Je me suis avancé, prêt à me faire dévorer par la sorcière. J’ai frôlé le dos de sa main. J’aurais voulu hurler. Mais je ne pouvais pas devant Francesca.

- Alors ?

- C’est froid. Je touche une pierre.

- Alors, tu peux me dire. C’est quoi, ça ? La vie ? La mort ? Tu peux m’expliquer ?

La chose s’est mise à grogner, un croassement de caverne. J’étais glacé de sueur. C’était pire que de regarder la mort en face. J’ai balbutié.

- On peut sortir ? Je crois que je vais avoir une crise d’asthme.

Cette fois-ci, Francesca m’a pris la main, la sienne était chaude et moite. Charnue. On s’est précipité dehors, dans le jardin. Je respirais fortement, j’étouffais. J’inspirais avec violence l’air que je ne parvenais pas à expirer. Francesca a gardé son sang froid et m’a assis sur la première marche du paillasson.

- Ca va aller, Fred, respire ! Prends la vie doucement. Ton inhalateur, tu l’as avec toi ?

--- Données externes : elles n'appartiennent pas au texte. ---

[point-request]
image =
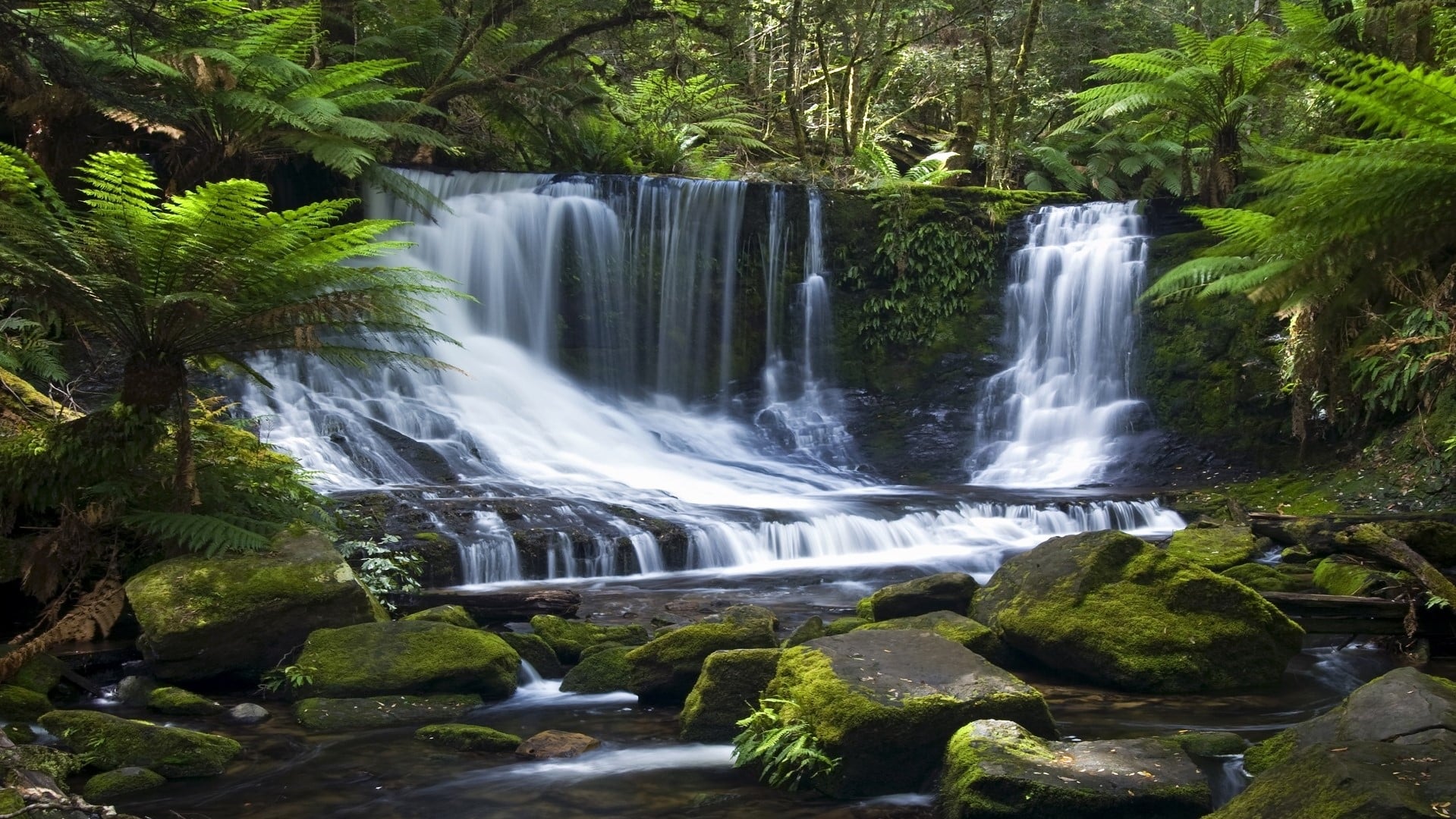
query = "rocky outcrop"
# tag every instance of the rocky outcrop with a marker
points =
(239, 616)
(999, 768)
(1114, 610)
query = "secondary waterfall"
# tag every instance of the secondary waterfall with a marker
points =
(1053, 418)
(593, 381)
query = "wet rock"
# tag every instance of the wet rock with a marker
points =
(359, 713)
(1114, 610)
(461, 736)
(999, 768)
(568, 638)
(954, 627)
(557, 745)
(602, 670)
(948, 591)
(451, 614)
(1215, 548)
(109, 784)
(536, 652)
(241, 616)
(248, 713)
(169, 700)
(665, 670)
(727, 692)
(887, 701)
(112, 742)
(22, 704)
(408, 658)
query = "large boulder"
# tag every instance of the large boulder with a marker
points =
(727, 692)
(948, 591)
(665, 668)
(239, 616)
(1114, 610)
(407, 658)
(885, 703)
(999, 768)
(112, 742)
(568, 638)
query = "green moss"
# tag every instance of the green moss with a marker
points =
(407, 657)
(462, 736)
(22, 704)
(568, 638)
(603, 668)
(112, 742)
(109, 784)
(451, 614)
(665, 668)
(169, 700)
(1213, 548)
(361, 713)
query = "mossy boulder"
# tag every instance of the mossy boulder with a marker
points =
(536, 652)
(887, 701)
(107, 786)
(408, 658)
(461, 736)
(1215, 548)
(568, 638)
(954, 627)
(451, 614)
(996, 768)
(665, 668)
(948, 591)
(111, 742)
(171, 700)
(361, 713)
(1402, 706)
(239, 616)
(727, 692)
(602, 670)
(1114, 610)
(22, 704)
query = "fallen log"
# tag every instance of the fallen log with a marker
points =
(502, 605)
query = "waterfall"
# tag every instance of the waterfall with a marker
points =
(590, 378)
(1053, 418)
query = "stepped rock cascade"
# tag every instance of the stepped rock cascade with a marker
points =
(1055, 416)
(592, 375)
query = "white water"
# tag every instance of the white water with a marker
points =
(1053, 418)
(632, 275)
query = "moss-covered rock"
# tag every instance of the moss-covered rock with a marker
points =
(887, 701)
(171, 700)
(1114, 610)
(242, 614)
(948, 591)
(107, 786)
(727, 692)
(461, 736)
(954, 627)
(665, 668)
(603, 668)
(568, 638)
(451, 614)
(407, 658)
(361, 713)
(536, 652)
(22, 704)
(1215, 548)
(112, 742)
(996, 768)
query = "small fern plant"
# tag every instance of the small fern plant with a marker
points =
(782, 747)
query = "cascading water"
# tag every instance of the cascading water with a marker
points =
(1053, 418)
(629, 281)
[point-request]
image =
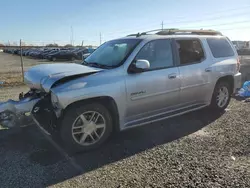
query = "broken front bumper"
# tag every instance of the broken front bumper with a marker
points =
(44, 115)
(16, 113)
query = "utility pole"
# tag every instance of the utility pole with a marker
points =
(21, 56)
(100, 38)
(72, 36)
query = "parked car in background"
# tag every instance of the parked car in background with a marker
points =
(63, 55)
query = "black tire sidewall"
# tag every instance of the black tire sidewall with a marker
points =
(71, 115)
(214, 104)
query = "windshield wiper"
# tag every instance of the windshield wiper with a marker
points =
(94, 64)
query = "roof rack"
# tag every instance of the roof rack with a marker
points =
(178, 32)
(184, 31)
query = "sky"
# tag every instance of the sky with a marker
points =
(58, 21)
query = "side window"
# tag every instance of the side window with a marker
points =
(220, 47)
(190, 51)
(158, 53)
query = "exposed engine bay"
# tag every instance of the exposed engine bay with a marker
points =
(16, 113)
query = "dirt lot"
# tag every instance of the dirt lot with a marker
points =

Je n’arrivais plus à parler, je lui ai désigné mon sac resté suspendu à mon vélo. Elle s’en est emparé, me l’a donné et j’ai pris plusieurs doses avant de parvenir à me calmer. Le soleil se couchait. Francesca s’est assise à mes côtés, a passé son bras au-dessus de moi et a posé sa tête sur mon épaule. Je sentais son corps chaud et légèrement transpirant, son odeur de vanille que j’aimais. Mon cœur s’est apaisé. On est resté ainsi, un petit moment, sans rien dire. Puis Francesca a commencé à siffloter une mélodie, arrangée à sa sauce, pour me consoler : « I’m only making plans for Fred, I only want what’s best for him, I’m only making plans for my Fred, Fred just needs this helping hand, And if young Fred says he’s happy, He must be happy, He must be happy in his world…

Je continuais à serrer sa main très fort. Doucement, elle a murmuré :

- Pardon, Fred, je n’aurais pas dû. Je ne voulais pas te faire de mal. Je voulais juste te la montrer pour que tu comprennes. Elle vit avec nous depuis presque toujours dans la maison. Elle mange, elle boit, elle va aux toilettes, elle vit donc. Parce qu’elle ne supporte pas la lumière, elle reste enfermée en permanence dans le salon tamisé. Mais tu peux me dire ce que c’est, ça ? Un fantôme ? Un zombie ? Un reste d’être humain à mettre dans un tupperware ?

Francesca me serrait la main encore plus fort. Avec rage.

- Le pire, c’est que je suis attachée à elle. Franchement, tu peux me dire ce que c’est, ça ?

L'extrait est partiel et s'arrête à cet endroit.